All in all, I think the city over the long haul would benefit the most from the Hall Street site, even if the underground parking seems prohibitively expensive right now.

4 comments for “The new Cultural Arts Center: economic development? re-establishing the downtown grid? serving community needs?

  1. February 6, 2011 at 6:33 pm

    The REAL question is: Will this project TRULY take into account the needs and desires of the very people who will be most likely to want to present cultural art events in the space, or will it be yet another example of the City leaving aesthetic, architectural and technical decisions to an in-house crew of folks with little or no actual understanding of what would most benefit the promoters, producers and artists such a facility purports to serve?

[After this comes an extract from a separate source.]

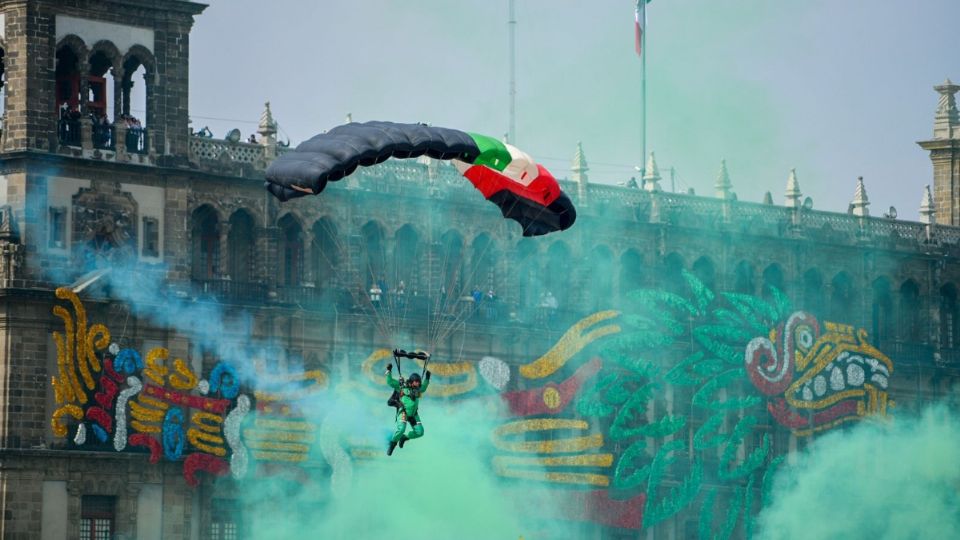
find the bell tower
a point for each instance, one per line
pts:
(90, 76)
(944, 150)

    Without such dedicated and sincere outreach, all we’ll wind up with is yet another incredibly expensive missed opportunity that frustrates and insults those whose partnership is required for its long-term success.

    With such a cooperative spirit – and the recognition that specialized facilities of this sort demand specialized design that the City’s usual list of “go-to” planners and designers may not possess, we the people could wind up with a wonderful, useful venue for all manner of community building productions and events.

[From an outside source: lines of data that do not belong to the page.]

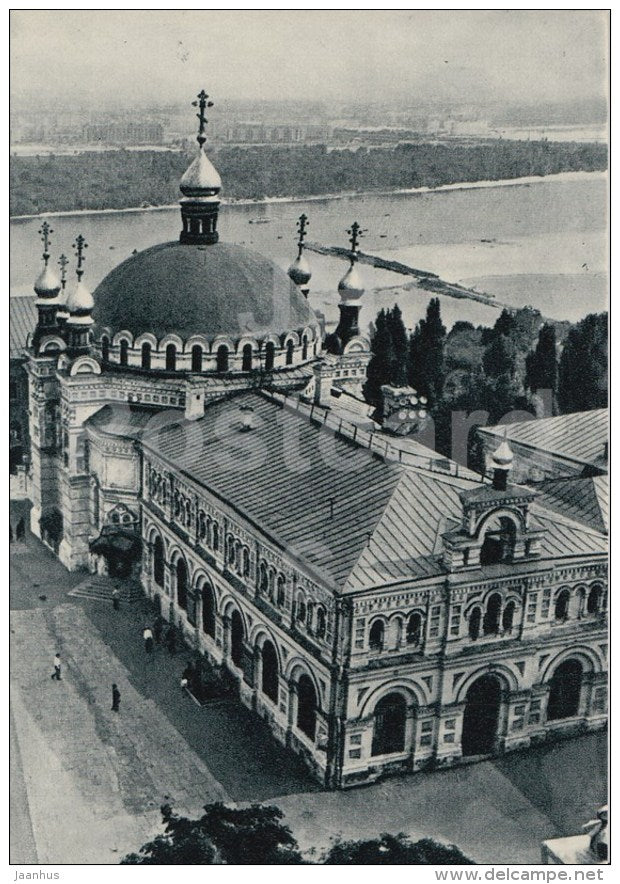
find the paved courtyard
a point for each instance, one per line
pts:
(86, 783)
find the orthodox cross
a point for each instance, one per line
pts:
(79, 245)
(302, 226)
(355, 234)
(45, 239)
(202, 104)
(63, 261)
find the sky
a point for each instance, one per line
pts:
(128, 57)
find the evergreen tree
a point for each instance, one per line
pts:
(500, 357)
(582, 382)
(425, 367)
(541, 364)
(398, 333)
(380, 366)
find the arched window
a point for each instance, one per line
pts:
(301, 609)
(414, 629)
(281, 591)
(565, 691)
(171, 358)
(508, 617)
(222, 358)
(270, 671)
(208, 610)
(499, 541)
(263, 578)
(474, 623)
(245, 557)
(594, 600)
(181, 581)
(196, 357)
(230, 549)
(377, 635)
(236, 639)
(246, 359)
(269, 355)
(158, 561)
(561, 605)
(490, 625)
(390, 718)
(306, 706)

    I personally am petrified we’ll instead be delivered another Forsyth Park Bandshell – aka The Giant White Middle Finger…




  2. Lee Maltenfort
    February 6, 2011 at 11:22 pm

    Jim: For my money, you’re right on the money. It’s sort of a throwback to “Let’s build a play and put on a barn”.

    • bill dawers
      February 6, 2011 at 11:30 pm

      Well I learned a lesson from the bandshell and from the practically-hidden entrance to the Ellis Square parking garage. If I can get access to the plans to the arts center early on, I’ll see if there are obvious red flags like there would have been if I had looked at those projects in the design stages.

      • matthew
        February 10, 2011 at 6:33 pm

        Not to beat a dead horse, but the Ellis Square Garage is such a giant missed oppurtunity. Does the city have a marketing division? First off, if the only entrance is on Whitaker Street, shouldn’t it be the Whitaker Street Garage? Last time I was there three floors were empty and yet I had to pay $2 an hour to park there. Ummm, how about dropping the rate until people start using it, and then raise the rates. I know they have to pay for it, but if no one is using it… In Charleston, the city garage flanking King street is free for the first two hours, similar to the way we use Broughton. Could that not work at ‘Ellis Square’.. I have to say it is a wonderful garage and easy to use (unless there is a large event and you get a bottleneck at the cashier) I just wish a little more thought went into the marketing end of it.